Ce bref rappel ne doit pas nous empêcher de remarquer qu'il s'agit (si j'ai bien suivi la chronologie assez complexe des nombreuses versions) du texte le plus ancien donnant le nom de Petit-Crû, puisque nous ne possédons pas le passage de Thomas qui, selon toute vraisemblance, le mentionnait.
D'autre part, cet extrait me donne l'occasion d'un détour par le dictionnaire de Godefroy pour préciser et savourer le terme drüerie du vers 758 : il signifie ici "marque d'amour, témoignage, enseigne, cadeau galant", mais le terme peut aussi prendre le sens d'amitié ou d'affection, d'amour, de tendresse ou de galanterie, ou plus crûment de plaisir d'amour : faire sa druerie, c'est jouir du plaisir d'amour. Je me dis que Petit-Crû est tout cela à la fois.
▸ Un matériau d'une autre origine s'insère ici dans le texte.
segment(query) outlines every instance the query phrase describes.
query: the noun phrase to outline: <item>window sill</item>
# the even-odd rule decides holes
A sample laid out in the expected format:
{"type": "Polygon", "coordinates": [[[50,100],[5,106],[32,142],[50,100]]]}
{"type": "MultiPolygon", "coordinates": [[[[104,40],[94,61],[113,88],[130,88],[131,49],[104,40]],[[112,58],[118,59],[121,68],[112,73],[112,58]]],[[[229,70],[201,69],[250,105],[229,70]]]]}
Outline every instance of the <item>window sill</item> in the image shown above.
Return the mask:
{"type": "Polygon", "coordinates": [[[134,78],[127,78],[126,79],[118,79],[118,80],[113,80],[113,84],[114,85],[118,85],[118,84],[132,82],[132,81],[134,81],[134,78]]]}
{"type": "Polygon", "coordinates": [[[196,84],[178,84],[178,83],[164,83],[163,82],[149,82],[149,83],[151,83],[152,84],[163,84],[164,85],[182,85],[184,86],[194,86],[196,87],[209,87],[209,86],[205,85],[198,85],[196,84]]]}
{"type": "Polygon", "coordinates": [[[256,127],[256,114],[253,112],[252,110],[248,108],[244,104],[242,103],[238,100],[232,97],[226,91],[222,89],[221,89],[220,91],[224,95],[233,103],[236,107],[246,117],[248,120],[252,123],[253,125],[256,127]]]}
Un peu plus loin (page 240 de la Pléiade et vers 915-918 folio 18v du manuscrit d'Oxford), Tristan à court d'argument demande à voir son chien Husdent.
Folio 18r : "Ke en avez fait ? Mustrez le mai."
Ysolt respunt :"Je les ai, par fai !
Cel chen ai dunt vuz parlez.
Certes, ore en dreit le veret.
Folio 18v : Brengain, ore alez put le chen !
Amenez le od tut le lien."
Vint a Huden e cil joï, E le deslie, aler le lait.
Cil junst les pez, si s'en vait.
Tristan li dit : "ça ven, Huden !
Tu fus jas men, ore te repren."
Huden le vit, tost le cunuit :
Joie li fist cum fait dut.
Unkes de chen ne oï retraire
Ke post merur joie faire,
Ke Huden fit a sun sennur,
Tant par li mustrat grant amour.
..."Yseut, souvenez-vous : je vous ai alors donné Husdent, mon chien. Qu'en avez-vous fait. Montrez-le-moi." Yseut répond : "Je l'ai toujours, par ma foi, ce chien dont vous parlez. Oui, vous allez le voir tout de suite. Brangien, faites venir le chien. Amenez-le avec sa laisse. Brangien se lève sans attendre pour aller chercher Husdent qui lui fait fête, puis elle le détache et le laisse aller. D'un bond, le chien s'élance.
Tristan lui dit : "Viens ici, Husdent ! Tu étais à moi, il n'y a pas si longtemps, je te reprends maintenant." Dès qu'il le vit, Husdent le reconnut aussitôt. Il lui fit fête, cela va sans dire. A ma connaissance, jamais aucun chien n'aurait pu manifester joie plus pure que celle d'Husdent retrouvant son maître, tant il lui témoigna une vive affection. Il courut vers lui, la tête en l'air : jamais animal n'eut l'air plus joyeux. Il frottait son museau contre Tristan et lui donnait des coups de patte : c'était un spectacle très émouvant.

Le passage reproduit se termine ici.